Frische Tomaten für die Psyche
Die Idee vom Gewächshaus im Weltall gibt es schon länger. Eine Selbstversorgung während längerer Missionen würde die Transportkosten verringern. Ein netter Nebeneffekt ist, dass die Frischwaren vermutlich auch besser schmecken, als die üblichen Fertigmahlzeiten. Das hat Einfluss auf die Psyche der Astronauten, ein wichtiger Faktor bei langen Aufenthalten im All. Deshalb testet man am DLR die Aufzucht seit einiger Zeit in der Praxis. Allerdings an der deutschen Forschungsstation Neumayer III, die in der Antarktis liegt, und nicht im All. Dort freut sich die Besatzung des Forschungsprjekts Eden ISS jede Woche über mehrere Kilogramm Frischware. Das Gemüse und Obst wächst in einem speziellen Gewächshaus ohne Erde und unter Kunstlicht auf.

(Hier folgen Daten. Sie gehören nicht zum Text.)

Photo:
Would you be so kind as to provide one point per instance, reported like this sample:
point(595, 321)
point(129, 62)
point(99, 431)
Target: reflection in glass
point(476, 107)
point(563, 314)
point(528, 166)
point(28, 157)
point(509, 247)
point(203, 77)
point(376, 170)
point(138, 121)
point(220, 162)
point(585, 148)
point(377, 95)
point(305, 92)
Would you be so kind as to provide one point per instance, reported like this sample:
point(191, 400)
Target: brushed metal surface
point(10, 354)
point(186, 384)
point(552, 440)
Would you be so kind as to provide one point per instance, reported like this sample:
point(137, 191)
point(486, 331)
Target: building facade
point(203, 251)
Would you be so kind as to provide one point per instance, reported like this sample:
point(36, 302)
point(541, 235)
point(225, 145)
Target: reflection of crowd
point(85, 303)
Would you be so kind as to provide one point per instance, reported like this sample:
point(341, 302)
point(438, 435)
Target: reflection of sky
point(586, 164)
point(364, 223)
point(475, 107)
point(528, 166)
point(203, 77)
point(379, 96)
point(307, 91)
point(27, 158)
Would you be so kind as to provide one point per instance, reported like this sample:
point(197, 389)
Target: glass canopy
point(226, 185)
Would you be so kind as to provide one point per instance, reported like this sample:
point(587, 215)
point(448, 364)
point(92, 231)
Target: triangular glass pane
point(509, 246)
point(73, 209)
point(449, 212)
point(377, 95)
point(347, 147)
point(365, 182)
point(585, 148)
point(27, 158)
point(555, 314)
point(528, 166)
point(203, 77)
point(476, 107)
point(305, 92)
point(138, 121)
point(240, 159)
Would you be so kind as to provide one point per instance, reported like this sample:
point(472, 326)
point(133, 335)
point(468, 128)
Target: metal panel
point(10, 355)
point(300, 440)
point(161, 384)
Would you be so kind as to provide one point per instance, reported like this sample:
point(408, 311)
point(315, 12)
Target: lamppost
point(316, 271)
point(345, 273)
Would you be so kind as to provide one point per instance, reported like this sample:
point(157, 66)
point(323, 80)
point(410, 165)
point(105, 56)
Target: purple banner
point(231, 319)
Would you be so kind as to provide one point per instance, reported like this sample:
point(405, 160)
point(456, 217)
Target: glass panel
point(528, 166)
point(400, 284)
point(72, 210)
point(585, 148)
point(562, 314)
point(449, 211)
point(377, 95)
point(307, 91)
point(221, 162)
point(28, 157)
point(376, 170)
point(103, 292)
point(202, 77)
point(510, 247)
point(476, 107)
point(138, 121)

Mikroben als Weltraumgärtner
Die erhoffte Ernte auf EU:Cropis wird allerdings nie jemand essen. Denn bei der Reise geht es nicht um Geschmacksfragen, sondern, wie Pflanzen ohne Schwerkraft und ohne menschlichen Gärtner wachsen können. Experimente, in denen Pflanzen im All wachsen wurden sind nicht neu. Bei sehr vielen Versuchen gab es jedoch Probleme mit Staunässe und die Astronauten mussten als Weltraumgärtner eingreifen. Die Arbeit der Gärtner soll in dem Versuch auf EU:Cropis von Mikroorganismen übernommen werden. Mit simuliertem Urin wird getestet, ob durch Verdunstung eine mehrfache Bewässerung möglich ist. Außerdem enthält Urin Harnstoff, der zu Ammoniak zerfällt. Den sollen Mikroben erst in Nitrit und dann den Pflanzendünger Nitrat umwandeln. Diese Art Biofilter ahmt in einem geschlossenen Kreislauf die Bedingungen auf der Erde nach. Um anfangs genug Sauerstoff zu haben und falls der Filter einmal ausfällt, sollen die Grünalgen durch ihre Sauerstoffproduktion überschüssiges Ammoniak regulieren.
Vorgegaukelte Schwerkraft
Die Tomaten an Bord von EU:Cropis sollen trotz ihrem Aufenthalt im Weltraum nicht ganz ohne Schwerkraft aufwachsen, denn Schwerelosigkeit behindert das Wachstum. Pflanzen brauchen nur ein Zehntel der Erdschwerkraft, um zu wissen, wohin sie sich orientieren müssen. Um ihnen so das Wachstum zu erleichtern, setzen die Forscher eine Kraft ein, die jeder kennt, der schon einmal auf einem Kettenkarussell mit Macht in seinen Sitz gepresst wurde. Durch Rotation um die eigene Achse können so die Gravitationsbedingungen des Mondes und des Mars simuliert werden. Der Satellit nutzt dafür das Magnetfeld der Erde, von dem er sich durch eine elektrische Spule abstößt. Bei einem Erfolg könnte die Pflanzenzucht im Weltraum einen Schritt vorangekommen sein, auch wenn das aktuell bedeutet, dass man immer noch 100 Quadratmeter Anbaufläche benötigt, um einen Astronauten ernähren zu können.